There are really only 4 possibilities for Carolina's 2011 season.
1. Clausen plays well and they improve dramatically like the Rams did with Bradford.
2. Clausen plays well and they still don't improve much and are once again drafting in the top 8.
3. Clausen plays poorly again, but they still improve dramatically and are not drafting in the top 8.
4. Clausen plays poorly again and they are once again drafting in the top 8.
The significance is that if they are once again drafting in the top 8, they will have a shot at an elite prospect next year (Luck, Barkley, Foles to name a few) and if they aren't in the top 8, the opportunity is diminished. With option 1, they would presumably not have a great QB need any longer. Clausen will have earned the right to get another year (2012). Likewise Option 2. They could choose to stay with Clausen or upgrade with Luck, etc... if the opportunity presented itself, but they'd be choosing from a relative position of strength, not desperation. Option 4 presents the same opportunity, albeit the need would still be great. Option 3 is the only one where they potentially lose the opportunity to draft one of the best QB prospects in 2012, but it is also the most unlikely to occur. If Clausen plays poorly again, how likely are they to win a lot of games?
Drafting one of the 3 amigos won't change any of that. So, unless they believe one of the 3 will be able to step in and do better than Clausen, they will be once again drafting top 8, with the opportunity to take Luck or Barklay, but unable to pull the trigger because they just invested a #1 pick in one of the 3 amigos.

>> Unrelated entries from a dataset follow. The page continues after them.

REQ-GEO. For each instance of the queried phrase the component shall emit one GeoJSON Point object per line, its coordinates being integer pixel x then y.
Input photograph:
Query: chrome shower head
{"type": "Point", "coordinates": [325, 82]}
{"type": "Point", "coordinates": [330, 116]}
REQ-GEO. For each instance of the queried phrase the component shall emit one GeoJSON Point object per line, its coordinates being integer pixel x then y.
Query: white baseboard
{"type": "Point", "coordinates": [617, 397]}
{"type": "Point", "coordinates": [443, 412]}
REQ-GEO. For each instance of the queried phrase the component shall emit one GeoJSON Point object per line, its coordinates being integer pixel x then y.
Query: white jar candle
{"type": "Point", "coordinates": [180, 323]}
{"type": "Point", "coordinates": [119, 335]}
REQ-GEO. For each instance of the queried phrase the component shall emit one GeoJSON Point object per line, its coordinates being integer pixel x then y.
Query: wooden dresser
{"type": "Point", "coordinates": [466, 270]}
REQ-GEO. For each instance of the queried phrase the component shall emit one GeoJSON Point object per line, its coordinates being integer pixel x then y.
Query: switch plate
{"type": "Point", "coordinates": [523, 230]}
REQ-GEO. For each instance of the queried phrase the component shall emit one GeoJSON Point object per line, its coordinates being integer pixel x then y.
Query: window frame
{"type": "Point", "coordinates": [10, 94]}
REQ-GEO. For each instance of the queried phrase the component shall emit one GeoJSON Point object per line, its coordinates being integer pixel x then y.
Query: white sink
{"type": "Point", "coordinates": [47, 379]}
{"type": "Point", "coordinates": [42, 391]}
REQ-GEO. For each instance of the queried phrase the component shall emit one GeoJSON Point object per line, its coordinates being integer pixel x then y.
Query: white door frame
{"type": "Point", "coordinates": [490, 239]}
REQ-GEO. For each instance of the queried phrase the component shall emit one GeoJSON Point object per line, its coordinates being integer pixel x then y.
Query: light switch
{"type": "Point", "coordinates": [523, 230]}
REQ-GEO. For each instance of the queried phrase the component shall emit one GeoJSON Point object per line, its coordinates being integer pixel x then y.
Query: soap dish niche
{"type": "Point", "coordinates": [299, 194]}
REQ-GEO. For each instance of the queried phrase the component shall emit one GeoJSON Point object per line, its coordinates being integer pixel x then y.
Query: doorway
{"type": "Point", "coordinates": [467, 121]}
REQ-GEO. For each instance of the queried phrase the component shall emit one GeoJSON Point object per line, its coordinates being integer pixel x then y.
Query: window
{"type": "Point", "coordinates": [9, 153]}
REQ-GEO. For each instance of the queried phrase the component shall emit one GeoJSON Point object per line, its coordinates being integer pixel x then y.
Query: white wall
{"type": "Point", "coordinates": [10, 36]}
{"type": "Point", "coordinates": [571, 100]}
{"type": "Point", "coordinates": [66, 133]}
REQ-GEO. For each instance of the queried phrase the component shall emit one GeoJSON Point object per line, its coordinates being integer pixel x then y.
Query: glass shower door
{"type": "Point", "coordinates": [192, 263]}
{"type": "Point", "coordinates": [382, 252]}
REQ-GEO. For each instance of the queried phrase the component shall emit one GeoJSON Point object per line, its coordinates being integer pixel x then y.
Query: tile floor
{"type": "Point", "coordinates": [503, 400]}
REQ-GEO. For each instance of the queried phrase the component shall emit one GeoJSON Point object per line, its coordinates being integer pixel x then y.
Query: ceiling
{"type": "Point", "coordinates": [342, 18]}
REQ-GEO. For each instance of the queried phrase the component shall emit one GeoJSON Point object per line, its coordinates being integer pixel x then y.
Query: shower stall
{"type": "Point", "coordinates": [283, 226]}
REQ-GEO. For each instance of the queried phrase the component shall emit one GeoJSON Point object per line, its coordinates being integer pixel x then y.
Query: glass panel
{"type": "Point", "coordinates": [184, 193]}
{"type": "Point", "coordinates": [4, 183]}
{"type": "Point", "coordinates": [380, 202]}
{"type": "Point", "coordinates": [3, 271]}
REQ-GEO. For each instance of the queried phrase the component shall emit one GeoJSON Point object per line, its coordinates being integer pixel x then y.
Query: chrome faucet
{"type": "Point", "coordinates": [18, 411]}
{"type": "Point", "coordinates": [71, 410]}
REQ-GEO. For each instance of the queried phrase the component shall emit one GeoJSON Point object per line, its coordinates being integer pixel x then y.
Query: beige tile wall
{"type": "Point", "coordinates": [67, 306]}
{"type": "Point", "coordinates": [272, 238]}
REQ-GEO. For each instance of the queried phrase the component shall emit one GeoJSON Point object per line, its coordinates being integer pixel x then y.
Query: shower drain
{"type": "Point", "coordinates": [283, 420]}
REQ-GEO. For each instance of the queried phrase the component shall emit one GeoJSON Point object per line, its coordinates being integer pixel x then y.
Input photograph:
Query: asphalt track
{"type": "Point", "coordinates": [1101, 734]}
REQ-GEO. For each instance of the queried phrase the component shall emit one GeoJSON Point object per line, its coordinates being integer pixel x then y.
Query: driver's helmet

For my money, the smart play is to trade down or take a "sure thing" position player like Dareus, Peterson or Green. I would make the same argument for Buffalo, Arizona and San Fran. It will not surprise me if despite all the pundits the first QB is taken closer to 10 than 1, and that only 3 go in the first round. My prediction, for what it's worth, is Gabbert to Tennessee at 8, Newton to Jacksonville who will trade up to 9 with Dallas to nab him in front of Washington, who then surprises by taking Mallett at 10. Buffalo will stick with Fitzpatrick. Arizona will eventually nab McNabb as a stop-gap, spend their 2nd on Dalton, and continue to develop Skelton. San Fran will do the same with Bulger while trading up in the 2nd round to grab Ponder. Seattle will trade 25 to the Eagles for Kolb, because that's the best deal they'll get and because without Hasselbeck's salary, Seattle can afford a big fat contract for Kolb. Then, Seattle will draft a developmental QB in the 5th round, like Devlin, and that will be the depth chart for 2012, Kolb, Whitehurst, Devlin.
Fire away Fieldgulls. What do you think?